The value of Japanese companies making deals in their home market rose to the highest level since 2005, according to data provider Recof, hitting ¥7.7tn in 2023. That figure was boosted by a sudden flurry of management buyouts and unsolicited takeover bids in December, including the proposed management buyout of publisher Benesse and the unsolicited bid by Dai-ichi Life for the corporate benefits provider Benefit One.

The June revision of Japan’s fair takeover guidelines helped drive the sudden jump in dealmaking, said bankers. In the revision, the Ministry of Economy, Trade and Industry (Meti) called on companies to set up special committees to fully examine incoming bids rather than the historic pattern of senior management rejecting them.

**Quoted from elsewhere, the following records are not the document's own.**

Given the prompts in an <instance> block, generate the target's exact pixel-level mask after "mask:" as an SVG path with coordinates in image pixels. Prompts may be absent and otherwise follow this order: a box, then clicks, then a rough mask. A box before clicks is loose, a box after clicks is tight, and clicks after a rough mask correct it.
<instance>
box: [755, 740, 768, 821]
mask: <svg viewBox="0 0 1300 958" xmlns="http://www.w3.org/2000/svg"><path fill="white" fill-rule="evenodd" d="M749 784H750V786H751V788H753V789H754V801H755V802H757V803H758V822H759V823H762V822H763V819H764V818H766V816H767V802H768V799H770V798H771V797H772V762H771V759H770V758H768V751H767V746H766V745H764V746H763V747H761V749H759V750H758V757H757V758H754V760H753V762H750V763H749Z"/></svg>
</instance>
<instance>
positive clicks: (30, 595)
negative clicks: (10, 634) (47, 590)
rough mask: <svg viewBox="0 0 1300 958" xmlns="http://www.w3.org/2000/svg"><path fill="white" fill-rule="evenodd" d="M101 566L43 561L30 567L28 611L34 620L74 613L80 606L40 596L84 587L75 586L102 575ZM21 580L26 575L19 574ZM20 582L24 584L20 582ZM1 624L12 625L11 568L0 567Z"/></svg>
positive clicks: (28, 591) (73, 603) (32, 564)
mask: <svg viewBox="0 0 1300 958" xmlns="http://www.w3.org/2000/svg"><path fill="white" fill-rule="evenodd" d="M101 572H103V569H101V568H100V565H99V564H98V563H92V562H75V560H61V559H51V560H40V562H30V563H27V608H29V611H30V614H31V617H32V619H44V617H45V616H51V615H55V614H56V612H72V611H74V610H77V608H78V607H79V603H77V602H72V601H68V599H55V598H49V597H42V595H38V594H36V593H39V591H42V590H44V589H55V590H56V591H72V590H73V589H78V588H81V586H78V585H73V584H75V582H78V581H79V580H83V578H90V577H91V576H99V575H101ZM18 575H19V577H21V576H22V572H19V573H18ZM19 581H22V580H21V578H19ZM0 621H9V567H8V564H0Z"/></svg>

“The market and bankers have begun to focus more on domestic consolidation and domestic transactions and that has been driven in part by new Meti takeover guidelines, rising levels of activism and a weaker yen,” said Koichiro Doi, head of M&A and investment banking at JPMorgan Japan.

While bankers and private equity executives have predicted that management buyouts could become one the country’s biggest drivers of deals in the coming years, there is a growing expectation that Japan might finally start to see elevated levels of unsolicited bids and even hostile takeovers as the longstanding taboo against the practice is lifted by shareholder pressure.

Japanese companies faced with unsolicited approaches put “too much importance on harmony, which could undermine the international competitiveness of corporate Japan”, said Kensaku Bessho, head of investment banking at Mitsubishi UFJ Morgan Stanley Securities. “The guidelines from METI have tried to find a balance and eliminate the more extreme negative actions.”

Japanese companies do not necessarily perceive a weak yen, which has fallen more than 20 per cent since early 2022, to be a barrier for acquisitions.

“The yen is having an impact, but it is going two ways. There are companies who will think about outbound deals and, in yen terms, will decide everything looks very expensive,” said Nick Wall, an M&A partner at Allen & Overy in Tokyo.

“But on the flip side, some companies are looking at [the weak yen] and deciding that they really need a non-yen revenue stream and can get that via acquisition.”